東京マラソンは江戸の参勤交代とそっくり
「『参勤交代』の不思議と謎」山本博文/監修 実業之日本社 800円+税
トップ選手ばかりテレビに映るが、東京マラソンを楽しむなら終盤の仮装ランナーを見物するのも楽しい。背中に「愛媛」と書かれた全身オレンジタイツに頭にはミカンのかぶり物をしたランナーに続いて、元気なりんご集団、大阪の通天閣、北海道の牛乳パックが走り去っていく。その後方にシッポをバタバタと振りながら走ってくる着ぐるみが……あれは高知のカツオではないか。
今年はコースが変更になってしまったが、私の暮らす築地は魚に優しい。「カツオ、がんばれー!」と声援が飛び、カツオも手を上げて応えている。東京マラソンは、地方の特産品や観光を紹介する新しいPR手段なのかもしれない。
この東京マラソンと参勤交代がぴったり重なるから面白い。
加賀藩は4000人の大行列を組んで財力を見せつけ、「伊達男」の語源となった仙台藩はやりに白鳥の羽飾りや猿毛の飾り盾という奇抜かつ豪華な衣装や道具で現れ、幕府も江戸の庶民も驚いた。時には琉球王国や長崎の出島で暮らすオランダ人も民族衣装で登場し、大いに盛り上がったという。参勤交代は各藩の特色や力を示す絶好の機会だったのかもしれない。
そして、将軍へは各藩お国自慢のお土産を用意。彦根藩は牛肉の味噌漬け、薩摩藩は琉球紬。東京ではカツオが走っていたが、土佐藩は江戸の将軍にカツオ節を献上したらしい。地方の特産物が江戸に集まり、その情報はまた地方に流れていく。
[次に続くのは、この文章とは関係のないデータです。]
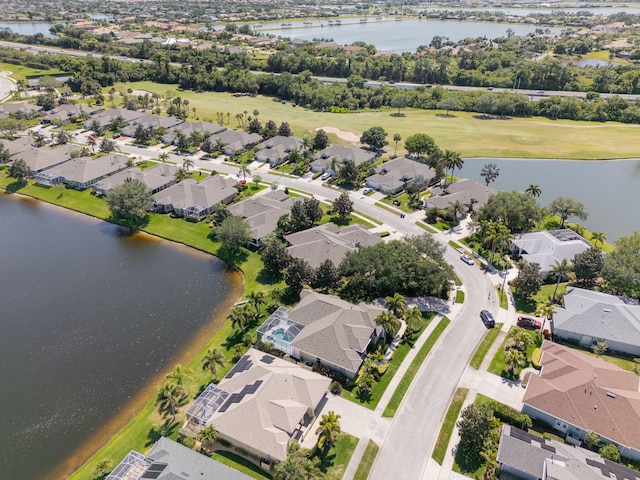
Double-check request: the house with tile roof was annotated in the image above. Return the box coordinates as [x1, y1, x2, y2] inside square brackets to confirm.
[426, 178, 497, 212]
[162, 121, 226, 144]
[94, 163, 178, 197]
[185, 348, 330, 464]
[36, 152, 130, 190]
[41, 104, 98, 124]
[257, 290, 384, 379]
[11, 144, 76, 174]
[255, 135, 303, 166]
[284, 223, 382, 269]
[211, 130, 263, 155]
[0, 102, 42, 119]
[511, 230, 591, 278]
[311, 145, 376, 175]
[107, 437, 252, 480]
[120, 114, 184, 137]
[553, 287, 640, 357]
[153, 175, 237, 220]
[366, 157, 435, 194]
[522, 341, 640, 461]
[227, 190, 296, 246]
[84, 108, 147, 130]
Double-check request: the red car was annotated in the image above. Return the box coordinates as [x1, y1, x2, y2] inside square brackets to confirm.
[517, 316, 541, 330]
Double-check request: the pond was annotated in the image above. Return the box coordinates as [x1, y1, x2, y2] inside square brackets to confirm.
[460, 158, 640, 241]
[0, 22, 58, 38]
[0, 194, 242, 479]
[257, 17, 562, 53]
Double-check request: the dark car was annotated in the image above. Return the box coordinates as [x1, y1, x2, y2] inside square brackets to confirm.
[480, 310, 495, 328]
[517, 316, 541, 330]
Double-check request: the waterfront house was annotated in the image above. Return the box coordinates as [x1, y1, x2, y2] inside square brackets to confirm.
[36, 152, 130, 189]
[311, 145, 376, 175]
[11, 144, 76, 174]
[425, 178, 497, 212]
[4, 136, 35, 158]
[366, 157, 435, 194]
[93, 163, 178, 197]
[255, 136, 303, 166]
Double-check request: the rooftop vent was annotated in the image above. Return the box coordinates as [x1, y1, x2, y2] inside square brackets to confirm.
[603, 308, 611, 313]
[606, 392, 616, 399]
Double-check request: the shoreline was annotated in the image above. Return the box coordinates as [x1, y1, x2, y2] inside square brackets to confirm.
[0, 186, 250, 480]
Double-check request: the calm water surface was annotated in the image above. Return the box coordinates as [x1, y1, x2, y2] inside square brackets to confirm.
[0, 23, 58, 38]
[0, 194, 242, 479]
[461, 158, 640, 241]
幕府に忠誠を誓い、散財する参勤交代は内心、腹立たしいが、どうせなら江戸城内を年に一度のランウエーと割り切り、お金をかけたのだろう。その裏では宿泊や食事、人夫の手配、通行する藩への挨拶や手土産など、遠い藩では1カ月に及ぶ長旅を、経費節減に頭を抱えながら家臣がコーディネートする。今も昔もサラリーマンの苦労は変わらないが、藩同士の付き合いやPR方法、お金のかけ方など参勤交代から学ぶことはたくさんあると思わせる一冊だ。